What you are pointing at is related to the second path amongst the five paths to enlightenment, that of སྤྱོར་ལམ - “Jor-Lam” - “The Path of Union”, which connects the first path and the subsequent third path, མཐོང་ལམ - “The Path of Seeing”.

Therefore, it concerns of course the training of a Bodhisattva. In Hinayana and Mahayana both, this path has four levels. In the two Hinayana vehicles, these levels are called respectively from lowest to highest:

1) དྲོད - 'dröd' - 'Heat'; it points to an increasing amount of experience or realization in the meditation practice. It means that one has attained a degree of proficiency and is approaching the actual realization. We could say “Meditavely hot”.

2) རྩེ་མོ - 'tse mo' - 'Peak'. This term has the general sense of the tip of something, which can include the idea of gaining a peak experience.

3) བཟོད་པ - 'zöd pa' - 'Forbearance'

4) མཆོས་ཆོག - 'chö chog' - 'Highest Dharma'.

In Mahayana alone, the Path of Accumulation and the Path of Connection are referred to as belonging to “The bhumi of Intentional Conduct”. When the four sub-levels of the Path of Connection are discussed within 'The bhumi of Intentional Conduct' they are called 'The four levels bhumis of Intentional Conduct'.
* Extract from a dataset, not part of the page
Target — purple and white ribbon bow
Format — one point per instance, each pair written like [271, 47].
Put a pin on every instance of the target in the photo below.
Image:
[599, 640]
The next Path, མཐོང་ལམ - 'thong lam' - 'The Path of Seeing' is the maturation of the sixteen aspects resulting the fourfold moments of the realization of the four Noble Truths and concomitant abandonment of discards related to that realisation.

  • ཆོས་ཤེས - 'chö shey' - 'cognition of dharma';
  • ཆོས་བཟོད - 'chö zöd' - 'acceptance of that dharma';
  • རྗེས་ཤེས - 'jey shey' - 'subsequent cognition' (of it); and
  • རྗེས་བཟོད - 'jey zöd' - 'subsequent acceptance' (of it).

This applies to each Noble Truth. Altogether thus, there are “eight cognitions of the path of seeing” and “eight acceptances corresponding to them”.

There is much more to learn and practice about this but I think that this way you get a more correct perspective. Take one thing at the time and it will become clear and lead you to your goal, that of all bodhisattvas.

 

QUESTION: This first chapter of the Bodhicaryâvatâra, gives a succession of comparisons to explain us the benefits and the diverse types of bodhicitta. At first sight, I felt it was only a repetition of each point, yet, each one appears to develop a particular view bodhicitta. Is this construction particular to Shantideva or common to Tibetan rhetoric?

ANSWER:

This way of expounding the topic is of course that of Shantideva. Nevertheless, it does express the views and ways of his teachers and mainly of the Nalanda school of Madhyamaka philosophy, which most Tibetans do follow.

 

QUESTION: Stanza 31 - What is the best way to praise and making offering to the noble ones and the Gurus, do we daily thinking about their quality in our heart or do we actually do Sadhana and write praises in letter to offer to Guru?

ANSWER:

This seems very good. First do sadhana practice. In this way you learn how to do it spontaneously from the heart. If you write praises in letter to the Guru, it is a fine way to develop more clarity in your devotion. Yet, one risks becoming emotional or develop attachment. Attachment to one’s words and feelings, attachment to the Guru. “The Emptiness of the Three Circles” is easier to practice in sadhana. However, many praises to the Guru have become sadhanas.

I invite you to rest for a little while before we dedicate this session to the benefit of all.

May all beings manifest swiftly their true essence of a Buddha.